Davis’ attorneys noted Monday that Knight is an eyewitness to Shakur’s shooting but did not testify to the grand jury that he charged Davis before his Sept. 29 arrest outside his Henderson home. Las Vegas police went to the house with a search warrant in mid-July.

Davis has pleaded not guilty to murder and has been held without bail at the Clark County Detention Center in Las Vegas, where detainees’ phone calls are routinely recorded. If he is found guilty at trial, he could spend the rest of his life in prison.

Davis maintains that a task force of the FBI and Los Angeles police granted him immunity from possible prosecution in 2008 when they investigated the murders of Shakur in Las Vegas and rival rapper Christopher Wallace, known as The Notorious BIG or Biggie Smalls, which occurred six months later in Los Angeles.

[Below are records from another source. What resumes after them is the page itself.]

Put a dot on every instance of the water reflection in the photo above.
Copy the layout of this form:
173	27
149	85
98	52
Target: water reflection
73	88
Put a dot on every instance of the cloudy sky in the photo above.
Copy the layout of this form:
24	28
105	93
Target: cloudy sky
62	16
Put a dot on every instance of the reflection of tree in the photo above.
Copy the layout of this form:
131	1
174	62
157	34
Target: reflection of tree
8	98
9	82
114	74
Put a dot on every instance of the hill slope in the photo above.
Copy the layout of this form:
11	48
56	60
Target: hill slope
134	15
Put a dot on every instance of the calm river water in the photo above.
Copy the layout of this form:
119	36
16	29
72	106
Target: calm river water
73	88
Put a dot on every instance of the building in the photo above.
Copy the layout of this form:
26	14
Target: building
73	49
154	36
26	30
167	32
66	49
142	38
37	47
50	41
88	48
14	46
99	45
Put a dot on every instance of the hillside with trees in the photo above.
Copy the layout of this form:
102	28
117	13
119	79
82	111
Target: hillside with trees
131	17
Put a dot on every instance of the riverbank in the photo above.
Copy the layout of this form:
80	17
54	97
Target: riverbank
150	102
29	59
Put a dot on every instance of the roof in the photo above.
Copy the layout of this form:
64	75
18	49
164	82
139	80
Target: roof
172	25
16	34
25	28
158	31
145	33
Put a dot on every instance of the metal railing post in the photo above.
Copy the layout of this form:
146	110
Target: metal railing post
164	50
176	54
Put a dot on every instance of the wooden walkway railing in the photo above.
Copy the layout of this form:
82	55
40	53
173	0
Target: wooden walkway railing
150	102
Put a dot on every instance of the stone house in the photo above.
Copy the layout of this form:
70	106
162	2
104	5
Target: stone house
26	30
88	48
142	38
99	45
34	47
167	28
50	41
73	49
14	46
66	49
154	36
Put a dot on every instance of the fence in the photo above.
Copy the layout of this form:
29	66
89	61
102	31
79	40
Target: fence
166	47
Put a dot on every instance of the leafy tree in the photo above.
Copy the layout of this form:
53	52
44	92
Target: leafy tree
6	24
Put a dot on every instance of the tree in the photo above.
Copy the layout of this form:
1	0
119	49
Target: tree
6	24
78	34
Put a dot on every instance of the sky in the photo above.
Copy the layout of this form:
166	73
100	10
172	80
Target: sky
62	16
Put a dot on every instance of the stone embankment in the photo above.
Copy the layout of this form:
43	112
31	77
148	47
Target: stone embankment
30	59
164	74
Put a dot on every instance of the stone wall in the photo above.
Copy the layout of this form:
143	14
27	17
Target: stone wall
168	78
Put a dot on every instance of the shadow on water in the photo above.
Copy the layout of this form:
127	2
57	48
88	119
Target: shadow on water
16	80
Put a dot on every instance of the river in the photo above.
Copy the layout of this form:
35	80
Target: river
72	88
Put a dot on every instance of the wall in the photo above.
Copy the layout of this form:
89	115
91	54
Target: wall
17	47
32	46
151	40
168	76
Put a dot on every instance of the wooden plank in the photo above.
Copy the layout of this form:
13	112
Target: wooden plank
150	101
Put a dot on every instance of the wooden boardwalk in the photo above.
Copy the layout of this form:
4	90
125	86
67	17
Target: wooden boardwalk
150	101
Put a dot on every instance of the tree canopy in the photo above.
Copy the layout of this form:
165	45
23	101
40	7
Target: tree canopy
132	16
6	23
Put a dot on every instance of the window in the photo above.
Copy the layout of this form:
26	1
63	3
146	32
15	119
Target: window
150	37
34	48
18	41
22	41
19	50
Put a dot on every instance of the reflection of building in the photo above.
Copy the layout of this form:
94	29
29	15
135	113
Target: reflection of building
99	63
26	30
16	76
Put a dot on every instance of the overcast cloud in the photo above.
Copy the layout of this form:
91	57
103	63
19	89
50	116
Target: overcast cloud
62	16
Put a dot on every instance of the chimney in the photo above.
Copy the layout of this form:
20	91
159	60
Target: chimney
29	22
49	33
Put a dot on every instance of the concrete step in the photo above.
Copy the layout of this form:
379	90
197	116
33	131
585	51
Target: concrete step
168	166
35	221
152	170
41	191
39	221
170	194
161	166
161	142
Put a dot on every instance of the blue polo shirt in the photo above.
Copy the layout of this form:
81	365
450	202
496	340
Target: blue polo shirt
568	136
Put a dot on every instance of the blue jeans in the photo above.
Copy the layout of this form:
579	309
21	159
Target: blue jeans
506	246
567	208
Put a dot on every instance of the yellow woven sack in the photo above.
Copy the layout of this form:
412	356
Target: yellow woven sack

DiGiacomo and Palal say any immunity agreement was limited. Last week, they presented the court with an audio recording of a Dec. 18, 2008, task force interview during which they said Davis “was specifically told that what he stated in the room would not be used against him.” , but (that) if he talked to other people, that could put him in danger.”

Davis’ lawyers responded Monday with a reference to the publication 12 years ago of a book written by former Los Angeles police detective Greg Kading, who attended those interviews.

“Duane is not concerned,” the lawyers said, “because his alleged involvement in Shakur’s death has been public since… 2011.”

FUENTE: AP

Tarun Kumar

I'm Tarun Kumar, and I'm passionate about writing engaging content for businesses. I specialize in topics like news, showbiz, technology, travel, food and more.